We started this from a clean sheet of paper and struck the right balance of senior people from the outset – uniting the worlds of advertising, digital and technology. We did this because, in our opinion, clients need the ability to connect with their audience without media bias or boundary. There’s got to be an equality of opinion and input if you’re going to get something out that isn’t biased or constrained in some way.

Finally, we should mention WPP. We’re still a start-up, majority owned by the founders, but their support adds resources and scale. That’s a massive helping of “best of both worlds” for clients. And it gives us access to some very knowledgeable individuals and some very deep data stores.

We think communications need to grab an unfair share of attention and sales. And we think this set up can do just that.

It’s early days – there’s a lot to do and a lot to learn. But it’s got purpose.

————

Here’s our press release, with a bit more info on who’s involved and where they came from. It’s the first release – there’s more news to come.

“Miller, Perry, McTear and Law launch hybrid creative agency”

Neil Miller and Chris Perry, the former Joint CEOs of Razorfish London, have teamed up with Tony McTear, the ex-Creative Director of Fallon, and TBWA’s Head of Planning, Simon Law. Together, they’re launching a new hybrid creative agency, called True Worldwide.

The agency sets out to unite the worlds of advertising, digital and technology in equal measure. The technology part is a set of new tools, built by an expert team in Seattle, that provide a unique insight into customer behaviour at every stage of campaign development and measurement.

Chris Perry and Neil Miller originally founded one of the first digital shops in London in 1995, called DNA, which sold to Avenue A/Razorfish in 2005. Following that, they were joint CEOs of Razorfish London, winning numerous digital awards and working on major brands like Audi, O2, NSPCC, Oxfam and McDonald’s. McTear’s pedigree is AMV, BBH, TBWA and Fallon, producing award-winning campaigns like Levi’s Twisted, Sony Playstation Mountain, Orange, Lynx and Club Med. Simon Law was Head of Planning at TBWA and previously spent five years out in San Francisco at Goodby Silverstein & Partners, where he led the planning team on HP globally.

Chris Perry said “We set out with a blank sheet of paper to create an agency that helps clients get closer to their consumers and to deliver an unfair share of attention for their brands.”

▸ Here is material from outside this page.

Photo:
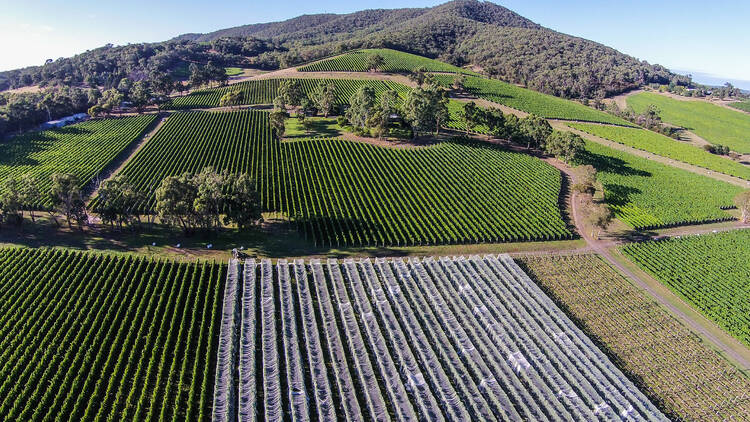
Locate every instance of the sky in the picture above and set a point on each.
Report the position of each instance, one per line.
(699, 37)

McTear observed: “It’s interesting to see how agencies are trying to battle each other for ownership of both advertising and digital spend. The smart money has to be on finding ideas that transcend both channels and the right balance of people from the start to make it all work together.”

Owned by the founders and WPP, the agency launches in London, with plans to create a network for global clients.